# 2 data sets - Need to make the same size!

6 views (last 30 days)
Mate 2u on 22 Jun 2012
EDITED-HAD AN ERROR CHANGE THE ARRAY SIZE OF B NOW
Hi Everybody..
I have 2 big data sets.
Data set 1 is contained in two arrays, the components are A which is a cell array of size 65,000,000 x 1, and B which is a normal array of size 65,000,000 x 1.
Data set 2 is contained in two arrays also, the components are C which is a cell array of size 61,500,000 x 1, and B which is a normal array of size 61,500,000 x 1.
Formats
A and C:
A is the date and time stamp for the corresponding prices in B
C is the date and time stamp for the corresponding prices in D.

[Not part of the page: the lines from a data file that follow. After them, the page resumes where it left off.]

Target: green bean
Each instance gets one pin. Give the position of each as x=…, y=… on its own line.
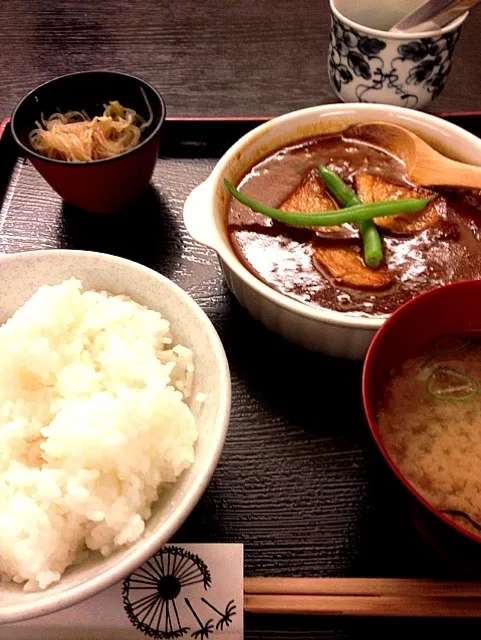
x=331, y=218
x=371, y=240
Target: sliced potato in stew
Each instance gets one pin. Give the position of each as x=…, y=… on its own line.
x=372, y=188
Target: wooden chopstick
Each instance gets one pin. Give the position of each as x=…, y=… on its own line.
x=362, y=597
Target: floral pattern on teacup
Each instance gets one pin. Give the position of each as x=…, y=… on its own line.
x=424, y=62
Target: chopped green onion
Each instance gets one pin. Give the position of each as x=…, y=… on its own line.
x=445, y=383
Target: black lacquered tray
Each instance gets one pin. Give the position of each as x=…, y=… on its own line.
x=300, y=482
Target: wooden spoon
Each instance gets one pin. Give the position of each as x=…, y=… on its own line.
x=424, y=165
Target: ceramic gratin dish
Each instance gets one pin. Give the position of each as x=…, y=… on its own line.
x=205, y=213
x=20, y=276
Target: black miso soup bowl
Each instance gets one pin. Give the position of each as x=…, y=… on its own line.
x=101, y=185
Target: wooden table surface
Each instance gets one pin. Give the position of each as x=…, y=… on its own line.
x=208, y=57
x=235, y=58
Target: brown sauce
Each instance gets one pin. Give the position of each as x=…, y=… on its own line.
x=282, y=256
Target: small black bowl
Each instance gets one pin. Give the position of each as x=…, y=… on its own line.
x=100, y=185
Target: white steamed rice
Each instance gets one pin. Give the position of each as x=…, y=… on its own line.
x=93, y=421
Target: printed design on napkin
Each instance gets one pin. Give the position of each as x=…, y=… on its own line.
x=155, y=597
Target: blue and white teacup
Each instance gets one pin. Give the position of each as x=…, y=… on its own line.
x=367, y=63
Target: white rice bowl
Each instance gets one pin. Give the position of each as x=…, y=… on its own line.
x=94, y=422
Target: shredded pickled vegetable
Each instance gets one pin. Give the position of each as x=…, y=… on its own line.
x=75, y=137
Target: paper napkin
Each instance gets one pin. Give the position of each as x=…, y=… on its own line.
x=192, y=591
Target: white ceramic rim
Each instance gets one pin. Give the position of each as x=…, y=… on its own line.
x=394, y=35
x=149, y=546
x=222, y=246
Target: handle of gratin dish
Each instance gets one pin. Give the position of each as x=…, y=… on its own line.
x=197, y=216
x=3, y=125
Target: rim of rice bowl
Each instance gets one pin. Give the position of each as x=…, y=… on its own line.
x=70, y=589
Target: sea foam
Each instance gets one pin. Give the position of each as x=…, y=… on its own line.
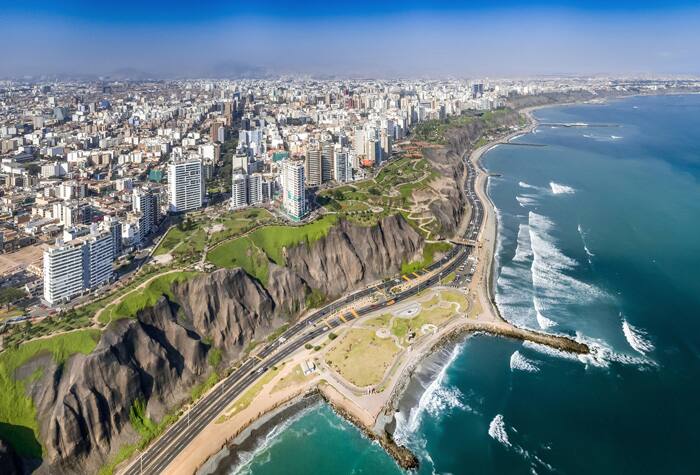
x=559, y=189
x=549, y=265
x=520, y=362
x=497, y=430
x=636, y=337
x=523, y=251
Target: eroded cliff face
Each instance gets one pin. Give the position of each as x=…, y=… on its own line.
x=351, y=256
x=447, y=161
x=83, y=406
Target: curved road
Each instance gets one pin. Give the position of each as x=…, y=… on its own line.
x=159, y=454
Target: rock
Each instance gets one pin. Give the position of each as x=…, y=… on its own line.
x=351, y=255
x=10, y=462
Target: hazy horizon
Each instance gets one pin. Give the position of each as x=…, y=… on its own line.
x=184, y=39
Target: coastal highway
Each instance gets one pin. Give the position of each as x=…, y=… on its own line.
x=155, y=458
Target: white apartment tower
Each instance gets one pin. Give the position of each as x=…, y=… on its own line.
x=63, y=271
x=239, y=190
x=147, y=203
x=327, y=153
x=314, y=167
x=77, y=265
x=255, y=193
x=293, y=189
x=185, y=185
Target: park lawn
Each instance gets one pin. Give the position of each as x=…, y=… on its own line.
x=193, y=245
x=294, y=378
x=378, y=322
x=244, y=400
x=429, y=251
x=457, y=297
x=240, y=222
x=172, y=238
x=145, y=297
x=361, y=357
x=18, y=424
x=271, y=240
x=434, y=311
x=244, y=254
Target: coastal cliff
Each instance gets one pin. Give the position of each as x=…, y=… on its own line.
x=447, y=161
x=86, y=406
x=351, y=255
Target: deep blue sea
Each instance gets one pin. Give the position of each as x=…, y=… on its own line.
x=599, y=238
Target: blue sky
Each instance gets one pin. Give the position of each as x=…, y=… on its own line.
x=369, y=38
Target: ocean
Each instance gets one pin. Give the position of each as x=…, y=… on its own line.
x=599, y=238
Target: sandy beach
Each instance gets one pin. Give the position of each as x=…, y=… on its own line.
x=242, y=429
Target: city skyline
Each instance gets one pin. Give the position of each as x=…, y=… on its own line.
x=235, y=39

The date and time are incremental for both and are irregular (therefore price changes at different times for both). The format is as:
'20090501 00:00:00.365'
'20090501 00:00:00.371'
'20090501 00:00:00.605'
'20090501 00:00:00.863'
--------
B and D are the prices which correspond to the date and times of A and C respectively. The prices are in a format as:
98.9020000000000
98.8990000000000
98.8850000000000
98.8890000000000
What I want
I want to ammend this so that I can get A, B, C and D all the same size. I do not want to lose any information.
So lets look at our first dataset. We have A and B (time and price). We now look at C and we add into A all the entries of C which are not already in A. THEN....for these new date and times in A we need to add the corresponding price in B, which will just be the price of the nearest price above it.
'20090501 00:00:00.645' into A then the corresponding B entry would be the price of the time before this time. So if we already had '20090501 00:00:00.605' in A and 98.9020000000000 in B then the new B entry for the new time added would remain 98.9020000000000 .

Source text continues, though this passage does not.